Koch Real Estate Investments, a subsidiary of billionaire Charles Koch’s company, made a $200 million preferred-equity investment in Amherst Holdings LLC’s single-family rental business, according to people with knowledge of the matter.

The transaction, which had been in discussions for more than a year, closed earlier this month, said some of the people, who asked not to be identified because the transaction hasn’t been disclosed publicly.
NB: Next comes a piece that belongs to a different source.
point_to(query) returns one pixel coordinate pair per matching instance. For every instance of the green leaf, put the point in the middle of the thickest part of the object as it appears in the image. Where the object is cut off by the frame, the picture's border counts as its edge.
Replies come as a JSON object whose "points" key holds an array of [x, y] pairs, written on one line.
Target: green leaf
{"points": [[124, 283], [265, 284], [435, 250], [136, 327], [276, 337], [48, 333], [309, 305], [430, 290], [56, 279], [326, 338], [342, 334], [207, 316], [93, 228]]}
The deal will boost Amherst’s capacity for buying houses to $2 billion, based on a roughly 80% loan-to-value ratio, said one of the people.

Spokesmen for Koch and Amherst declined to comment.

The deal could also provide synergies between Austin, Texas-based Amherst and Koch’s consumer and building products arm, which includes manufacturers of carpeting, glass, insulation, shingles, wallboard and lighting systems. Amherst, which operates roughly 22,000 homes, could use Koch products when renovating homes or use the relationship to build a supply chain for developing purpose-built rental homes, one of the people said.

That model, known as “build-to-rent,” has gained popularity with investors including JPMorgan Chase & Co.’s asset-management arm, which recently expanded a $625 million joint venture with landlord American Homes 4 Rent to develop roughly 2,500 single-family rental homes in high-growth markets in the U.S. West and Southeast.

Ladder, Front Yard

Koch earlier this month bet on another corner of real estate by providing a roughly $200 million credit facility to mortgage real estate investment trust Ladder Capital Corp. As part of that deal, Koch has the option to make a $32 million equity investment in Ladder by the end of the year.

On May 4, Amherst terminated a $2.3 billion deal to acquire publicly traded rival Front Yard Residential Corp., a single-family landlord with about 15,000 properties. The agreement, reached in February, fell apart after the coronavirus pandemic roiled real estate markets amid stay-at-home orders nationwide.

In breaking the deal, Amherst agreed to pay a $25 million termination fee, purchase $55 million worth of Front Yard shares and provide the landlord with a $20 million unsecured loan facility.